Davalı-davacı kadın vekili temyiz dilekçesinde özetle; kusur belirlemesi, tedbir ve yoksulluk nafakası miktarları, reddedilen maddî ve manevî tazminatları yönünden kararın bozulmasına karar verilmesini talep etmiştir.

C. Gerekçe

1. Uyuşmazlık ve Hukuki Nitelendirme

Uyuşmazlık; tarafların açtığı evlilik birliğinin temelinden sarsılması hukuki nedenine dayalı boşanma davasında; ortak hayatı temelinden sarsacak derecede ve birliğin devamına imkan vermeyecek nitelikte bir geçimsizlik bulunup bulunmadığı, geçimsizlik var ise kusurun kimden kaynaklandığı, maddî ve manevî tazminatlar ile tedbir ve yoksulluk nafakaları miktarlarının hakkaniyete uygun olup olmadığı noktasında toplanmaktadır.

2. İlgili Hukuk

6100 sayılı Hukuk Muhakemeleri Kanunu'nun (6100 sayılı Kanun) 369 uncu maddesinin birinci fıkrası ile 370 ve 371 inci maddeleri. 4721 sayılı Türk Medeni Kanunu'nun (4721 sayılı Kanun) 2 inci, 4 üncü, 6 ıncı maddesi, 166 ncı maddesinin birinci ve ikinci fıkrası, 169 uncu maddesi, 174 üncü maddesinin birinci ve ikinci fıkrası, 175 inci maddesi, 6098 sayılı Kanun 50 ve 51 inci maddesi.

3. Değerlendirme

1.Bölge Adliye Mahkemelerinin nihai kararlarının bozulması 6100 sayılı Kanun'un 371 inci maddesinde yer alan sebeplerden birinin varlığı hâlinde mümkündür.

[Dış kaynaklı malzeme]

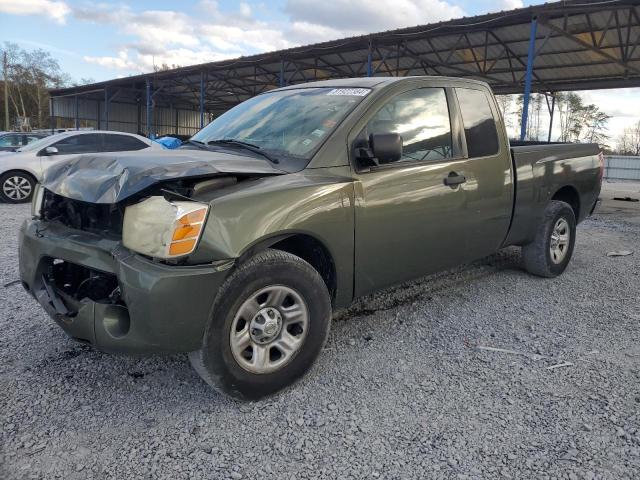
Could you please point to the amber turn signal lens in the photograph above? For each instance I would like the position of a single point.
(186, 231)
(193, 217)
(183, 247)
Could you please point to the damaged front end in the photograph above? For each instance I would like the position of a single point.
(116, 274)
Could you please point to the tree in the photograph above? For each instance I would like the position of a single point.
(629, 141)
(29, 76)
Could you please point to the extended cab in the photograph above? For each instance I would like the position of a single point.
(237, 247)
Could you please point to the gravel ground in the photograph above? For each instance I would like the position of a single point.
(402, 391)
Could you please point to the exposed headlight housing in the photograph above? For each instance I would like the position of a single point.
(36, 201)
(162, 229)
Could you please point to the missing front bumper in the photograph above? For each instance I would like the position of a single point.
(158, 308)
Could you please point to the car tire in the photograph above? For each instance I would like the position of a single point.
(550, 252)
(16, 187)
(271, 288)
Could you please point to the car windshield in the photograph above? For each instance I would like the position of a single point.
(287, 126)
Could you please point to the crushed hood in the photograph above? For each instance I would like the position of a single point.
(112, 177)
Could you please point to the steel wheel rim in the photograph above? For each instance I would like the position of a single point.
(560, 237)
(16, 187)
(269, 329)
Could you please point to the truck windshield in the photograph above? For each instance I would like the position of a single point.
(288, 126)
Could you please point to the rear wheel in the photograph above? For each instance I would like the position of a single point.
(16, 187)
(270, 321)
(551, 250)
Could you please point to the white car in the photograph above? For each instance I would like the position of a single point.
(21, 170)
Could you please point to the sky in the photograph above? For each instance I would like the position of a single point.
(104, 40)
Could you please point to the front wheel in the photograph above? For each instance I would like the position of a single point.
(270, 321)
(550, 252)
(16, 187)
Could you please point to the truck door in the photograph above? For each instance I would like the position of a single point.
(436, 207)
(408, 222)
(488, 188)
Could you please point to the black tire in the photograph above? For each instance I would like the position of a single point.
(537, 256)
(216, 363)
(16, 178)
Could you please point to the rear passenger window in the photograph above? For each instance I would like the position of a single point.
(121, 143)
(479, 124)
(421, 117)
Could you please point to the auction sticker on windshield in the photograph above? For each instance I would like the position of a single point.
(357, 92)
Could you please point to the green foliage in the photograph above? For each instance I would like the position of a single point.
(29, 75)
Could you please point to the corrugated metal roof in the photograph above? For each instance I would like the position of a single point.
(579, 45)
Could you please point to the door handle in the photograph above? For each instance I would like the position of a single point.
(454, 179)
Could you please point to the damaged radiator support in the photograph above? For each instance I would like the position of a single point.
(91, 217)
(80, 282)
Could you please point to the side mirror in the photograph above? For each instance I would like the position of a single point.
(386, 147)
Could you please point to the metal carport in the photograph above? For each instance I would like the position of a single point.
(560, 46)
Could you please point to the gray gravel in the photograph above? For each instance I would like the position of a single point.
(402, 390)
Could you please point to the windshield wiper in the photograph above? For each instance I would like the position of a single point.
(246, 145)
(197, 143)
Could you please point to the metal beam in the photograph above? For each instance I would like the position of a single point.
(590, 47)
(149, 108)
(281, 77)
(527, 78)
(106, 108)
(202, 99)
(551, 110)
(77, 122)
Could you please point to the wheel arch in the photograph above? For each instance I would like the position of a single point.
(569, 194)
(303, 245)
(20, 170)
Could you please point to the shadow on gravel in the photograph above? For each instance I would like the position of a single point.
(156, 376)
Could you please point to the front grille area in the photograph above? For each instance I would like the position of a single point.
(81, 282)
(90, 217)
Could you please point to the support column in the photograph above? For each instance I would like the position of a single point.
(106, 108)
(528, 76)
(138, 116)
(282, 84)
(201, 100)
(52, 115)
(553, 107)
(77, 117)
(149, 109)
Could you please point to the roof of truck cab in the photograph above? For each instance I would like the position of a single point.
(373, 82)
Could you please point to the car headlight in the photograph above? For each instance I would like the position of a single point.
(162, 229)
(36, 201)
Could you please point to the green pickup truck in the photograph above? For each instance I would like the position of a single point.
(237, 247)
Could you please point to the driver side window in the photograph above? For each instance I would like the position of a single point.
(421, 117)
(86, 143)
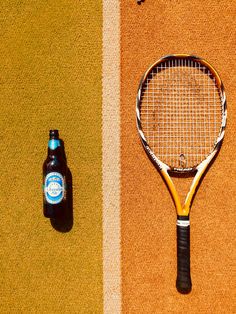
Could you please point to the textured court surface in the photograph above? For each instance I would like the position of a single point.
(75, 66)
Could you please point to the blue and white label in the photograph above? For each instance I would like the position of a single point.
(54, 188)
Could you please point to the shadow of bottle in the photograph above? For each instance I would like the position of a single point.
(63, 221)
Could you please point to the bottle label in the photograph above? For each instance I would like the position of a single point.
(54, 188)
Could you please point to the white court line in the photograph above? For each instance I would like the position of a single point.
(111, 157)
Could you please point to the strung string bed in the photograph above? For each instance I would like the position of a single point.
(181, 112)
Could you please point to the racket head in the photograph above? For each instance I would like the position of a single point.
(181, 112)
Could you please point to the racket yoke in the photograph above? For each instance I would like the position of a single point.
(181, 118)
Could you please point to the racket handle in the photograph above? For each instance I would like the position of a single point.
(183, 282)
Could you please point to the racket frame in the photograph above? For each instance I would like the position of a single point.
(199, 169)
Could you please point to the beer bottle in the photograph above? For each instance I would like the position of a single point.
(54, 178)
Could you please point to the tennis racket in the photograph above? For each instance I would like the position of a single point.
(181, 118)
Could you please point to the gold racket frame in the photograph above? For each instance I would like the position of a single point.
(201, 168)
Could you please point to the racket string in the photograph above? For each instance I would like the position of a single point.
(181, 112)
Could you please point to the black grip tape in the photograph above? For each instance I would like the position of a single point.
(183, 282)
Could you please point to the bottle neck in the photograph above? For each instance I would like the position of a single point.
(54, 147)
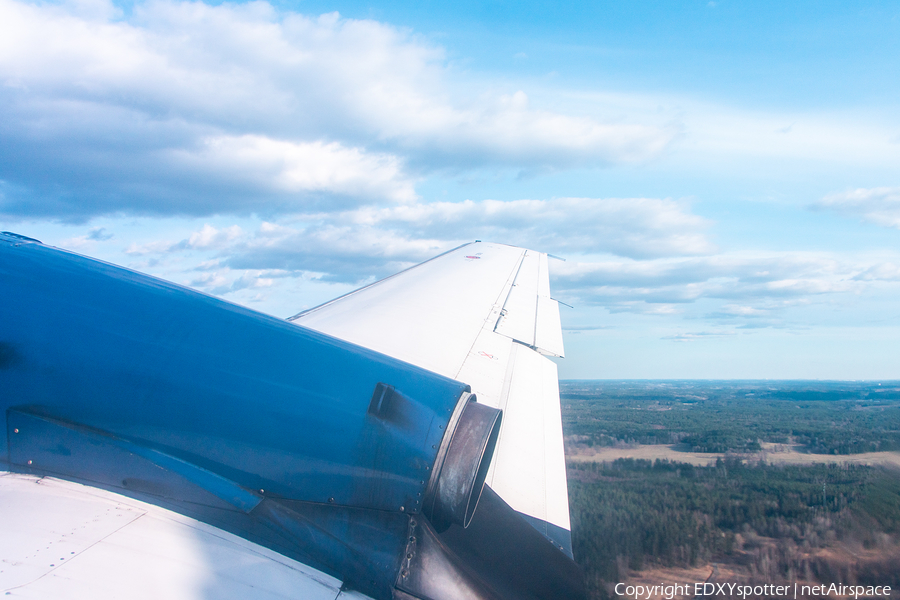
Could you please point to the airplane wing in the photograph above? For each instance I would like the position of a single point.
(159, 441)
(482, 314)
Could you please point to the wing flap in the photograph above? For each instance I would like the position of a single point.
(529, 315)
(482, 314)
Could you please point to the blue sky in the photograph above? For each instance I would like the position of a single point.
(723, 178)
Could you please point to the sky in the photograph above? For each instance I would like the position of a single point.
(721, 177)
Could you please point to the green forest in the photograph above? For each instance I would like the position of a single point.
(822, 417)
(629, 515)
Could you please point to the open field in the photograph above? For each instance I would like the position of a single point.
(771, 453)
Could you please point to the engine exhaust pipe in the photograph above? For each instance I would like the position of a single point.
(462, 464)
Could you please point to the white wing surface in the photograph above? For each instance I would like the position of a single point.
(481, 314)
(66, 540)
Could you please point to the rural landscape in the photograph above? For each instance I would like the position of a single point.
(747, 482)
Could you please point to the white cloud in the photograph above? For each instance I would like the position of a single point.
(875, 205)
(187, 108)
(752, 285)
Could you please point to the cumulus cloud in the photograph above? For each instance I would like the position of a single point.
(353, 247)
(751, 284)
(187, 108)
(875, 205)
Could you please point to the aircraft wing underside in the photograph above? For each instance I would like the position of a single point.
(402, 442)
(481, 314)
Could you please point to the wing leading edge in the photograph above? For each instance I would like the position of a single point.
(481, 314)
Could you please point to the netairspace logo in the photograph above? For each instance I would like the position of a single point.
(736, 590)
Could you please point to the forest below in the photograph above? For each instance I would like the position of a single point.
(711, 416)
(774, 523)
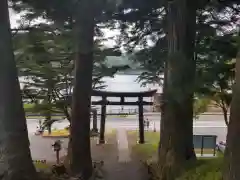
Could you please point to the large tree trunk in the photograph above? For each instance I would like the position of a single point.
(232, 156)
(176, 143)
(81, 161)
(225, 115)
(15, 158)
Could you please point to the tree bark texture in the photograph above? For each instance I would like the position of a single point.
(15, 158)
(176, 136)
(232, 156)
(81, 161)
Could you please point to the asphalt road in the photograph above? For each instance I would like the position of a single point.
(41, 147)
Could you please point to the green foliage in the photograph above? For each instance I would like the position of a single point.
(200, 106)
(45, 60)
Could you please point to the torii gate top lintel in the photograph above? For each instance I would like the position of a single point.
(123, 94)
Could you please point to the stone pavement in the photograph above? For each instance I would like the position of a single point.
(123, 167)
(116, 155)
(123, 150)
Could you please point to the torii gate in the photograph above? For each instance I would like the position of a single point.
(122, 95)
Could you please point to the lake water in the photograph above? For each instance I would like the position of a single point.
(123, 83)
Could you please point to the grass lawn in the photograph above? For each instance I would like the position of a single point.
(204, 169)
(56, 133)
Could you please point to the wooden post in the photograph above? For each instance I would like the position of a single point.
(141, 120)
(95, 129)
(103, 120)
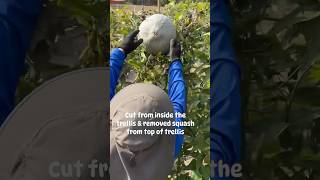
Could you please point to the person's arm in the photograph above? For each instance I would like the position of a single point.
(17, 21)
(177, 89)
(225, 89)
(118, 56)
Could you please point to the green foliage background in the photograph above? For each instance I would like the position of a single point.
(72, 31)
(192, 22)
(278, 46)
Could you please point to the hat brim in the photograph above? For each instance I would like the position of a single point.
(63, 95)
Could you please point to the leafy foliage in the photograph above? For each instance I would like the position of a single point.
(192, 22)
(71, 34)
(278, 45)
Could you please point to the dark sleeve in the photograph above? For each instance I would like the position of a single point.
(117, 58)
(225, 89)
(17, 21)
(178, 97)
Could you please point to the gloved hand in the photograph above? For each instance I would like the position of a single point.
(175, 50)
(130, 42)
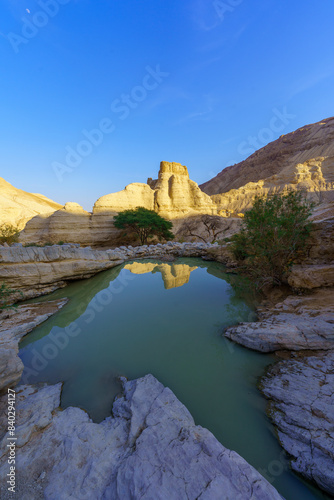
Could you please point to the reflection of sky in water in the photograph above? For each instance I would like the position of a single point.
(165, 319)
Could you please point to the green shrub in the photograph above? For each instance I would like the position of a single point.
(9, 233)
(273, 236)
(145, 224)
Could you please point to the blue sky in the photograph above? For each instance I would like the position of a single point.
(199, 82)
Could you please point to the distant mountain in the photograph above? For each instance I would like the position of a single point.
(303, 159)
(17, 206)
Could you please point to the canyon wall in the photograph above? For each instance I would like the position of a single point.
(301, 160)
(17, 206)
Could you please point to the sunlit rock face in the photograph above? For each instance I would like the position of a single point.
(17, 206)
(301, 160)
(173, 275)
(172, 195)
(133, 196)
(176, 195)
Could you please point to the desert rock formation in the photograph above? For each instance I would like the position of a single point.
(302, 160)
(149, 448)
(172, 195)
(301, 406)
(17, 206)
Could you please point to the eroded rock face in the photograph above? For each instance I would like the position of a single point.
(301, 160)
(35, 271)
(14, 324)
(301, 394)
(150, 448)
(172, 195)
(317, 268)
(297, 323)
(17, 206)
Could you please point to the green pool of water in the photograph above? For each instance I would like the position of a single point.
(166, 319)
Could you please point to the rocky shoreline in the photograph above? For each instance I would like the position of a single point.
(150, 448)
(298, 323)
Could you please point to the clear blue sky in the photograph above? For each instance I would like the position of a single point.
(231, 69)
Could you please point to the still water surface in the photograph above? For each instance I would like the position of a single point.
(166, 319)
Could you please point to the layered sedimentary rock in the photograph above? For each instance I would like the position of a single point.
(316, 269)
(302, 407)
(150, 448)
(301, 160)
(70, 224)
(17, 206)
(34, 271)
(134, 195)
(172, 195)
(297, 323)
(173, 275)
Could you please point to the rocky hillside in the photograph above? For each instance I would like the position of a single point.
(172, 195)
(303, 159)
(17, 206)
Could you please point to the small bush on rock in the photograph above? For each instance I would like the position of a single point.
(145, 223)
(9, 234)
(273, 236)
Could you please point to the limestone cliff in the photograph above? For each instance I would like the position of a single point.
(172, 195)
(17, 206)
(302, 160)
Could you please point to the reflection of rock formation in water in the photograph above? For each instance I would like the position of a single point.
(173, 275)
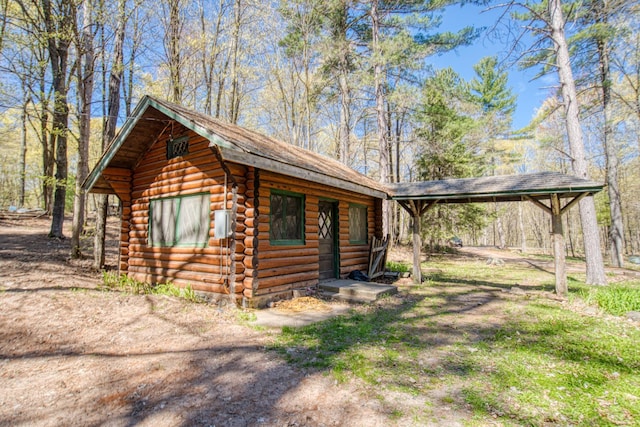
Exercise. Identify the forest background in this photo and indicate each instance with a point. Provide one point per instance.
(353, 80)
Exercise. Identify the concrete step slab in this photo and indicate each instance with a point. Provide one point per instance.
(353, 290)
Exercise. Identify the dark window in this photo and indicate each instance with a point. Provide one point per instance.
(358, 229)
(180, 221)
(177, 147)
(287, 218)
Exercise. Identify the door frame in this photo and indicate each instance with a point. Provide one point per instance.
(335, 204)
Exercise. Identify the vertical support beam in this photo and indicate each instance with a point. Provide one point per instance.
(416, 207)
(417, 246)
(558, 246)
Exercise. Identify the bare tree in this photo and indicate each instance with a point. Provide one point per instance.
(59, 24)
(109, 131)
(173, 32)
(547, 21)
(593, 254)
(85, 90)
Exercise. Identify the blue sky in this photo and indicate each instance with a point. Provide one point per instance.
(530, 93)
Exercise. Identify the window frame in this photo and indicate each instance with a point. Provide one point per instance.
(287, 242)
(176, 228)
(353, 240)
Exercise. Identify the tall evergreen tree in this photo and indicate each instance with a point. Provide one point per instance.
(497, 104)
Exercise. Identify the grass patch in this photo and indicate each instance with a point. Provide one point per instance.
(527, 360)
(554, 366)
(400, 267)
(616, 299)
(123, 283)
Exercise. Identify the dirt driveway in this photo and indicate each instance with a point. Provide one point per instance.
(71, 354)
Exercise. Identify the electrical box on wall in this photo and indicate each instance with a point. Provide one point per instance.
(222, 224)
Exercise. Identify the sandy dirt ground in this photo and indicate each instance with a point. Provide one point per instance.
(72, 354)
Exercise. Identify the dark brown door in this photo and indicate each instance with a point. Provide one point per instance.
(327, 238)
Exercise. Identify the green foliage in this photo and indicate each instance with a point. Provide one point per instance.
(443, 128)
(400, 267)
(614, 299)
(531, 362)
(489, 89)
(124, 283)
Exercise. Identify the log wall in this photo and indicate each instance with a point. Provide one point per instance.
(219, 267)
(245, 265)
(284, 268)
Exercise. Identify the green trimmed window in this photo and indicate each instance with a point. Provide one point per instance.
(358, 229)
(180, 221)
(287, 218)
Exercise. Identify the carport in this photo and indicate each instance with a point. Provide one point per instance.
(553, 192)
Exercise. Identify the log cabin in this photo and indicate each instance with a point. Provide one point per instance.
(230, 212)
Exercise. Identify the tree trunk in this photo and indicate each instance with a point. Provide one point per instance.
(593, 254)
(58, 30)
(85, 89)
(173, 50)
(378, 82)
(113, 108)
(616, 231)
(234, 103)
(23, 150)
(47, 149)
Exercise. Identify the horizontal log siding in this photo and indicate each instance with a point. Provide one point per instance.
(204, 269)
(283, 268)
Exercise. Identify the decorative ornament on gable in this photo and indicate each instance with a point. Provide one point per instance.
(177, 147)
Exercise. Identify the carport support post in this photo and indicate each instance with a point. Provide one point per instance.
(558, 246)
(417, 248)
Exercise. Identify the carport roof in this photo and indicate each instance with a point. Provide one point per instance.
(503, 188)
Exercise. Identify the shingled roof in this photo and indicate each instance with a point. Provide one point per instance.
(236, 144)
(501, 188)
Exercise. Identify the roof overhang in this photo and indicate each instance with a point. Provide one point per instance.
(504, 188)
(151, 117)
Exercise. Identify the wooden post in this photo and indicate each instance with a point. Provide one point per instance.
(558, 246)
(417, 246)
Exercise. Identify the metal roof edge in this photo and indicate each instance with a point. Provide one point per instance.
(116, 143)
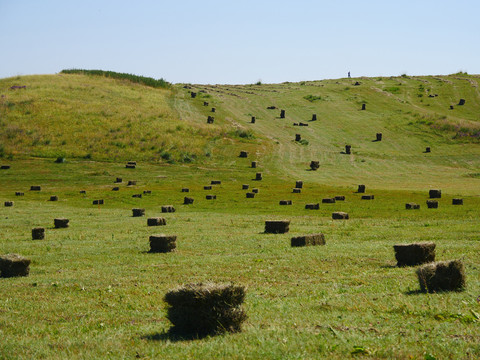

2.Temyizen incelenen karar, tarafların karşılıklı iddia ve savunmalarına, dayandıkları belgelere, uyuşmazlığa uygulanması gereken hukuk kuralları ile hukuki ilişkinin nitelendirilmesine, dava şartlarına, yargılama ve ispat kuralları ile kararda belirtilen gerekçelere göre usul ve kanuna uygun olup davalı-davacı kadın vekili tarafından temyiz dilekçesinde ileri sürülen nedenler kararın bozulmasını gerektirecek nitelikte görülmemiştir.

VI. KARAR

Açıklanan sebeplerle;

Temyiz olunan Bölge Adliye Mahkemesi kararının 6100 sayılı Kanun'un 370 inci maddesinin birinci fıkrası uyarınca ONANMASINA,

Adli yardımdan yararlanması sebebi ile başlangıçta alınmamış olan aşağıda yazılı karar ve ilam harcı ile temyiz başvuru harcının Yeşim'e yükletilmesine,

Dosyanın İlk Derece Mahkemesine, kararın bir örneğinin Bölge Adliye Mahkemesine gönderilmesine,

31.10.2024 tarihinde oy birliğiyle karar verildi.